Anna busies herself with staring into her mug.

“Back to the kiss, though,” he suddenly says in an alarming segue. “It’s had me thinking.”

Anna’s face is instantly hot with shame.

Given he now knows about Carl, she’s better off confessing all.

“Jamie. Here’s another thing; I was avoiding Carl.

That’s why I kissed you. He was walking towards me, and I had nowhere to hide.

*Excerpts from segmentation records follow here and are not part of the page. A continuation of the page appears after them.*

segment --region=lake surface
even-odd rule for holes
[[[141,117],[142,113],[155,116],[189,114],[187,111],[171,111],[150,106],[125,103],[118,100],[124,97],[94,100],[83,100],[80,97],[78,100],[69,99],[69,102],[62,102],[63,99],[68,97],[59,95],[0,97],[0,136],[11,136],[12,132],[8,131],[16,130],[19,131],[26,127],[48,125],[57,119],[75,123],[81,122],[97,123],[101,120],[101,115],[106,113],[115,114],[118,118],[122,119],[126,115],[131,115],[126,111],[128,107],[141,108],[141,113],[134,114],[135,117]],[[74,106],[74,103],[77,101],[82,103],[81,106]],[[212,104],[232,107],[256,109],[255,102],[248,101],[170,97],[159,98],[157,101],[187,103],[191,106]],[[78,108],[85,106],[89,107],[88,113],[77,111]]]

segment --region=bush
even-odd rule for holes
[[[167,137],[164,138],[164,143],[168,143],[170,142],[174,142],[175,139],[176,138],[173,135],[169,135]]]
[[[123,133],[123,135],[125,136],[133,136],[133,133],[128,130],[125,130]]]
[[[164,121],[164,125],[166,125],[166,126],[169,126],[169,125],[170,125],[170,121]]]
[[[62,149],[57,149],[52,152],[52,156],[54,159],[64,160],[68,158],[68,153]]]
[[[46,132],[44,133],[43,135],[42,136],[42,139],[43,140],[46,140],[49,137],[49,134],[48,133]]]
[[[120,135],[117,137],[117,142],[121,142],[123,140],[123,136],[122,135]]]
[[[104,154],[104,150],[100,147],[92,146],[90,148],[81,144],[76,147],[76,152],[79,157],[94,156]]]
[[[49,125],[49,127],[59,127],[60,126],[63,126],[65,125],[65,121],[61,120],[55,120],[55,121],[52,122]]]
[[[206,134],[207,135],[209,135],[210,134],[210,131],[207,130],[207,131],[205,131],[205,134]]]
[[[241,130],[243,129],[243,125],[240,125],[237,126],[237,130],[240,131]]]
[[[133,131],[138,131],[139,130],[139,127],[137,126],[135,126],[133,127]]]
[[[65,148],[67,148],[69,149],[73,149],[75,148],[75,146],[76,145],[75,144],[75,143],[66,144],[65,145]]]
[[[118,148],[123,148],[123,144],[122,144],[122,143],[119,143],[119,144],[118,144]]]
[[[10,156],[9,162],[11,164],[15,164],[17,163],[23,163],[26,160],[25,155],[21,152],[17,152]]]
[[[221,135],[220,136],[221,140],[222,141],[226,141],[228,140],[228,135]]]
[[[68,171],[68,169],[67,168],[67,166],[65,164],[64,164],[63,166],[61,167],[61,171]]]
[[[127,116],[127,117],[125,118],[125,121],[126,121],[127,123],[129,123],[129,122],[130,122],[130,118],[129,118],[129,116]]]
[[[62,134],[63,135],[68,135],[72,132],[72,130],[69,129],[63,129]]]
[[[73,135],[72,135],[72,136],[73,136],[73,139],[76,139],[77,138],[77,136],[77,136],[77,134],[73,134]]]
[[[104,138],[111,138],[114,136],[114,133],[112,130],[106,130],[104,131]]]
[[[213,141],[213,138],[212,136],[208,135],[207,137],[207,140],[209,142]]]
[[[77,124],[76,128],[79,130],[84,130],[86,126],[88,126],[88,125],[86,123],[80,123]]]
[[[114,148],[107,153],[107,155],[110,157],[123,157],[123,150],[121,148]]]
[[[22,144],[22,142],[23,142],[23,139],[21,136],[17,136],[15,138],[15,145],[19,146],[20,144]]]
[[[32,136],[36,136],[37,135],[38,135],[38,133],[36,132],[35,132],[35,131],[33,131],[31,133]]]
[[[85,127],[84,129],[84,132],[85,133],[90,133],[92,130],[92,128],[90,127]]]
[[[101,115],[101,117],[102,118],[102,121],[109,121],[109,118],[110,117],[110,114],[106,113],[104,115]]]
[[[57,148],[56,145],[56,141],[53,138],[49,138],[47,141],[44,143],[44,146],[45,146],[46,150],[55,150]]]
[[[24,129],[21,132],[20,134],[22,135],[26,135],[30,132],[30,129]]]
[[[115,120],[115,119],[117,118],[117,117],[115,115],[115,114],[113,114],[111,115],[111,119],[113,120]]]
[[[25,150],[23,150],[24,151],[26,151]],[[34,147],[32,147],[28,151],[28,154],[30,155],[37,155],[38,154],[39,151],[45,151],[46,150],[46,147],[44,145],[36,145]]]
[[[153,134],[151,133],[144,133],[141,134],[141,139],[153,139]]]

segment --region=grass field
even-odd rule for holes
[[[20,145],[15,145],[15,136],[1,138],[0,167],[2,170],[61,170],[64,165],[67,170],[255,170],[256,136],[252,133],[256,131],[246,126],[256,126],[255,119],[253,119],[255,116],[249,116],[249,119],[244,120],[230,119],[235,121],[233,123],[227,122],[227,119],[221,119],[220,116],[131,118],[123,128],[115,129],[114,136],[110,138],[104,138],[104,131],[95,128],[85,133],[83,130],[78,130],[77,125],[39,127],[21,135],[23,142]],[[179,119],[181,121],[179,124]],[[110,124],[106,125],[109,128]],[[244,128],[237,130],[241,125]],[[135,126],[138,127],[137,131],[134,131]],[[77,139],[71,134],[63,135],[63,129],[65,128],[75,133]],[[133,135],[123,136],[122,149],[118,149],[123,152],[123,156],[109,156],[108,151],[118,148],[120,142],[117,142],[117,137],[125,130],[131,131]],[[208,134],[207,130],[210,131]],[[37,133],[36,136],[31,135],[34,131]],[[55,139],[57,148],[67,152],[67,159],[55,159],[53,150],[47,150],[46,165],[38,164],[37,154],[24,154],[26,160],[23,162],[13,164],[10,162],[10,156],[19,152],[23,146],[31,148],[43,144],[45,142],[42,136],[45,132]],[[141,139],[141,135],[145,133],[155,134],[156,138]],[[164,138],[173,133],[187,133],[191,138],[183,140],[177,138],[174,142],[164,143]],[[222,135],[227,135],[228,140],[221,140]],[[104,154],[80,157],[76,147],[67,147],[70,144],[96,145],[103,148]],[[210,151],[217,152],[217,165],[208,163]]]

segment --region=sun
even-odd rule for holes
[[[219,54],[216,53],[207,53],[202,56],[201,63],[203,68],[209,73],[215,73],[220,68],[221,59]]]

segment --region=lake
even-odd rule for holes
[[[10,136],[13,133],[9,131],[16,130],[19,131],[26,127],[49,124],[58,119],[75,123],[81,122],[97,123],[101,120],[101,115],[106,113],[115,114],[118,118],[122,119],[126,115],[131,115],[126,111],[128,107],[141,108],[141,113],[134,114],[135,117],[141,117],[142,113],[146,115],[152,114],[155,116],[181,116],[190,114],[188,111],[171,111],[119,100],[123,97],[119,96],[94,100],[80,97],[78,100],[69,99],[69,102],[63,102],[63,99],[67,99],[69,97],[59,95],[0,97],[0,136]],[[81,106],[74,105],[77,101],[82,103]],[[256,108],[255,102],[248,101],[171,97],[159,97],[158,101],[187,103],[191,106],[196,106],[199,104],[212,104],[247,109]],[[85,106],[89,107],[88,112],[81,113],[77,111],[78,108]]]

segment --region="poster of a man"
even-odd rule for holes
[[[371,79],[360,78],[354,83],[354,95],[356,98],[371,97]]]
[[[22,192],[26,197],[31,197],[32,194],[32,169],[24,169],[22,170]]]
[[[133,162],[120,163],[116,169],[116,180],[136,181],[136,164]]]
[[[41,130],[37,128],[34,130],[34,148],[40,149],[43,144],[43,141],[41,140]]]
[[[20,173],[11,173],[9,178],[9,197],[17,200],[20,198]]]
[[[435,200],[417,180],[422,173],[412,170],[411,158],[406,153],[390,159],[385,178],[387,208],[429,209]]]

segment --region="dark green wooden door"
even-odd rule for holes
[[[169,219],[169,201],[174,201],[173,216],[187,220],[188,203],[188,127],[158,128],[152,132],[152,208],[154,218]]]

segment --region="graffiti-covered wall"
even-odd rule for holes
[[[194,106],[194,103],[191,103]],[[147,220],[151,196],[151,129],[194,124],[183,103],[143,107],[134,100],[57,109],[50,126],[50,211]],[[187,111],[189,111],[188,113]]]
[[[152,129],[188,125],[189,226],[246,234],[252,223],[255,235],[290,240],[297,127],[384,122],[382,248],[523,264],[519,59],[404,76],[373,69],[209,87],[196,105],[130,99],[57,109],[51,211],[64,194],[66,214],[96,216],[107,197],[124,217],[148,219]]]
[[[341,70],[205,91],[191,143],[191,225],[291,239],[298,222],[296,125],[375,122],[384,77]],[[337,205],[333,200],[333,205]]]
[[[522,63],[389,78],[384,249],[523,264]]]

Which was stupid, I know. But here’s the even stupider thing; given the photo, it’s had the reverse effect.

” She waves her hand at the laptop screen.

“Again, I’m sorry, it was shocking behaviour on my part. My thinking was iffy.”

Something shoots across Jamie’s face, but she can’t read it and it’s gone within a second. “So, it wasn’t that you were unstoppably attracted to me?” he says, deadpan.

Anna doesn’t know quite what to say.

“I… Er… Look, Jamie…” she starts, flustered.

Jamie’s mouth pulls up to one side. “I’m messing with you. We covered that last night, right? Gl?gg and Tivoli magic, etc., etc.?”

Anna, wide-eyed and out of sorts, just nods slowly, then asks, “Am I forgiven? For using you as a shield?”

He fixes her gaze and she forces herself to keep the contact, deserving everything she gets. “Aye,” he gives her.

Anna lets out a slow breath.

Jamie leans towards her, those toned forearms flat on the table between them, his hands clasped. “And on that foundation, I have a proposal for you.”